An autoimmune disorder happens when the immune system mistakenly attacks the tissues of its own body, causing symptoms of illness. There are more than 80 different types of autoimmune disorders. While some are very rare, others are fairly common. Combined, autoimmune disorders are one of the leading causes of death and disability in the United States, affecting approximately 24 million people.

A properly working immune system identifies foreign substances in the body that might cause illness, such as bacteria and viruses. The immune system then creates antibodies which attack the foreign substances, neutralizing them and keeping the body safe. In people with autoimmune disorders, something goes wrong with this process. For reasons we don’t understand very well, the immune system creates antibodies to attack the patient’s own tissues.

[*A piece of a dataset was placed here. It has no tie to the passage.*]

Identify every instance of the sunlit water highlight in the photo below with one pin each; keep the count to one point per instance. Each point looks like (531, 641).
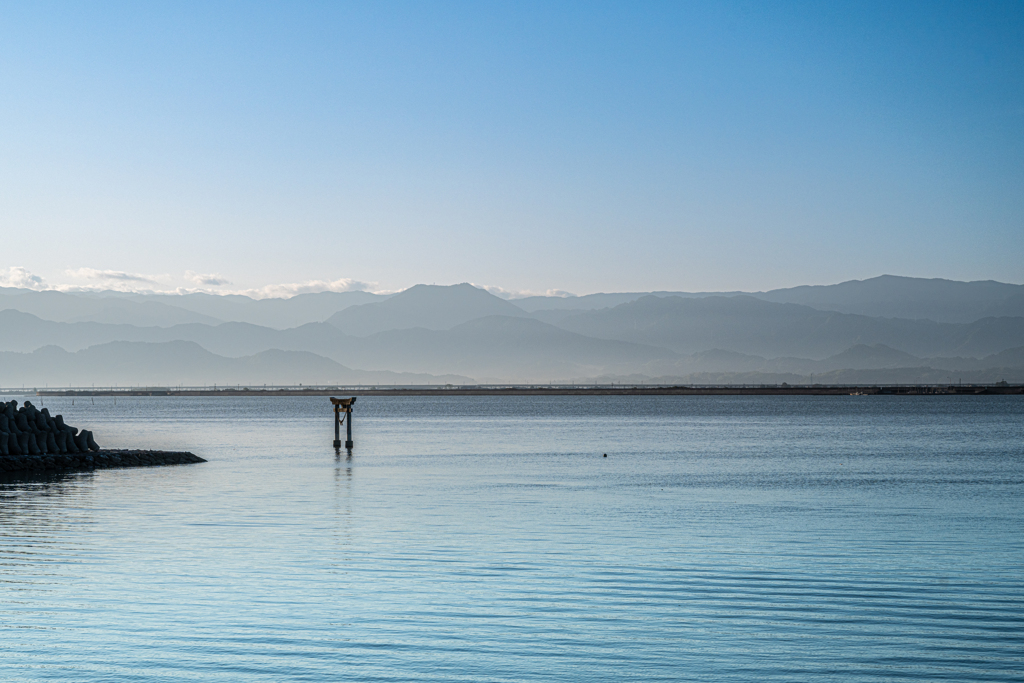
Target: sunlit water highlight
(723, 539)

Symptoms of an autoimmune disorder depend on which tissue is being attacked by the immune system, but common symptoms of autoimmune disease include fever, fatigue, and a general feeling of just not being well. Autoimmune disorders are more common in women than in men, and they may run in families. Autoimmune disorders can affect various parts of the body such as blood vessels, connective tissue, endocrine glands, joints, muscles, red blood cells, skin, and many others.

It is common to have more than one autoimmune disorder at a time. Most are chronic, or life-long illnesses, although they may come and go in flares. Treatment for autoimmune disorders depends on which part of the body is being attacked. For example:
  • A type 1 diabetic whose pancreas has been damaged will need insulin.
  • A person with Hashimoto’s whose thyroid has been damaged will need replacement thyroid hormones.
  • Someone with Sjogren’s syndrome will need eye drops and mouth rinses to replace tears and saliva.
Many autoimmune disorders of all kinds are treated with immune-suppressing medications, such as corticosteroids (e.g. prednisone) to reduce the effect of the immune system.